Chroniques

par bertrand bolognesi

une édition dédiée à Krzysztof Penderecki
John Axelrod dirige Sinfonietta Cracovia

Festival International de Colmar / Église Saint Matthieu
- 6 juillet 2003
le chef d'orchestre John Axelrod
© dr

Cette année, le Festival International de Colmar fête le compositeur Krzysztof Penderecki et, avec lui, la musique polonaise. On aura observé, ces derniers mois, un regain d’intérêt pour l’œuvre de Penderecki, avec l’hommage que lui rendit le festival Aspects des musiques d’aujourd’hui à Caen en mars ou la mise en scène de ses Diables de Loudun présentée ces jours-ci à la Semperoper de Dresde. L’événement permet de redécouvrir le parcours souvent sujet à controverse du compositeur d’Anaklasis (1959) – un nom cher à notre jeune média !

Longtemps considéré comme un auteur d’avant-garde, Penderecki se tourne vers une expression « néo-tonale » dans les années quatre-vingt, cette phase de son esthétique coïncidant avec l’écriture de nouvelles grandes fresques catholiques. De là naît une idée reçue tendant à assimiler son nouveau chemin à celui du néo-classicisme balte. C’est une vue un peu courte, si l’on se souvient que les changements de caps en apparence brutaux cachent souvent une discrète continuité que seul le temps permet d’entrevoir. Outre la musique de Penderecki, Colmar fait entendre cet été celles de Grażyna Bacewicz, Henryk Górecki, Witold Lutosławski, Ignacy Paderewski, Karol Szymanowski, Alexandre Tansman, Henryk Wieniawski, Mikołaj Zieleński et, bien sûr, celle de Chopin. Le festival reçoit des artistes polonais, comme cet après-midi l’orchestre Sinfonietta Cracovia. On peut également découvrir Cracovie au Koïfhus (Ancienne Douane) à travers une fort intéressante exposition de photographies d’Adam Boujakaz.

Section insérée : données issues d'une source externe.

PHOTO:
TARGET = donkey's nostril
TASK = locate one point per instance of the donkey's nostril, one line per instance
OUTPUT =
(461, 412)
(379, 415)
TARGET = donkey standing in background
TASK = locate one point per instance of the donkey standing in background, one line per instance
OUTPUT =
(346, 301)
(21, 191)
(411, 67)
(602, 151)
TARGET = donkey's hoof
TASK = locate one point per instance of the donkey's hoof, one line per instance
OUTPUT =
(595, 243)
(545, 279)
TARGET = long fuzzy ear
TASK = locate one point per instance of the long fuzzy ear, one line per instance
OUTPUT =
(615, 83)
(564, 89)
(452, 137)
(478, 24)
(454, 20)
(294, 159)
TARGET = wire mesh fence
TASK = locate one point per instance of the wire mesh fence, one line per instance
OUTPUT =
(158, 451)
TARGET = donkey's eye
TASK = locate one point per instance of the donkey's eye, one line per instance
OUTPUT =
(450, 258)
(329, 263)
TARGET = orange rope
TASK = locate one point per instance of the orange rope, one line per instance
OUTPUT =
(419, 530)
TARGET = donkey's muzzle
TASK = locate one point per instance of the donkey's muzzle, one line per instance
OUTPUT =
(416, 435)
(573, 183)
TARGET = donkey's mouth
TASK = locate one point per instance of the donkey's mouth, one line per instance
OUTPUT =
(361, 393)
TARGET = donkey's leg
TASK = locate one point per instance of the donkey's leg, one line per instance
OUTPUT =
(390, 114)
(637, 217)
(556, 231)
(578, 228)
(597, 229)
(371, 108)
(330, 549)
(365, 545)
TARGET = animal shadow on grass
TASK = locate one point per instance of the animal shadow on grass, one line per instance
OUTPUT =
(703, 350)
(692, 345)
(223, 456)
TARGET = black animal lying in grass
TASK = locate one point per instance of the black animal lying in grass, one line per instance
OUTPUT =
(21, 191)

Deux œuvres au programme du jour : le Concerto Grosso de Penderecki et la Symphonie « du Nouveau Monde » de Dvořák. Trois violoncellistes sont convoqués pour la première : David Geringas à l’âpreté sonore déconcertante, Boris Andranov très lyrique mais pas toujours exact, et la fort talentueuse Tatiana Vassilieva. C’est elle qui ouvre la première intervention soliste du Concerto Grosso qu’il conviendrait plus de définir comme concerto pour trio de violoncelles et orchestre, les trois instruments réunis tendant à ne former dans l’écriture qu’une seule entité (oui, le concertino définitionnel du genre évoqué par le titre, peut-être). Dans cet opus qui n’a que deux ans, on entend par endroits certains effets de cloches communs à Kancheli, mais aussi certains traits de l’orchestration de Berlioz que Chostakovitch n’avait pas oubliés de bien écouter. Saluons l’extrême précision des cuivres du Sinfonietta Cracovia. En revanche, la lecture de John Axelrod déçoit par son manque de relief ; une bonne mise en place, sans plus. On se pose la question de la différence éventuelle entre un Andante con moto et un Allegro con brio tant le tout est fondu en un seul dénominateur.

La Symphonie en mi mineur Op.95 n°9 d’Antonín Dvořák bénéficie en ses débits d’une exécution expressive et plus contrastée, avec de réelles nuances, bien que les cordes y soient maladroitement étouffées dans les passages véhéments. Les solos sont particulièrement soignés et l’on saluera le pupitre des bois de l’orchestre de la cité royale polonaise. En revanche, violoncelles et contrebasses atteignent peu souvent la note, ce qui compromet grandement l’ensemble. Déséquilibré, le fortissimo du Scherzo ne laisse guère percevoir grand’ chose C’est le secret du chef que de faire entendre le moindre détail quand tout le monde joue fort… De même regrettera-t-on un Finale que seul le thème de cuivres domine systématiquement (ce qui est oublier que Dvořák écrivit quelque chose en-dessous), si bien que tout en devient affreusement lourd et même un peu vulgaire. Il est à craindre qu’au fil d’une exécution qui commençait plutôt bien, John Axelrod ait cédé au seul spectaculaire, au détriment de la musicalité.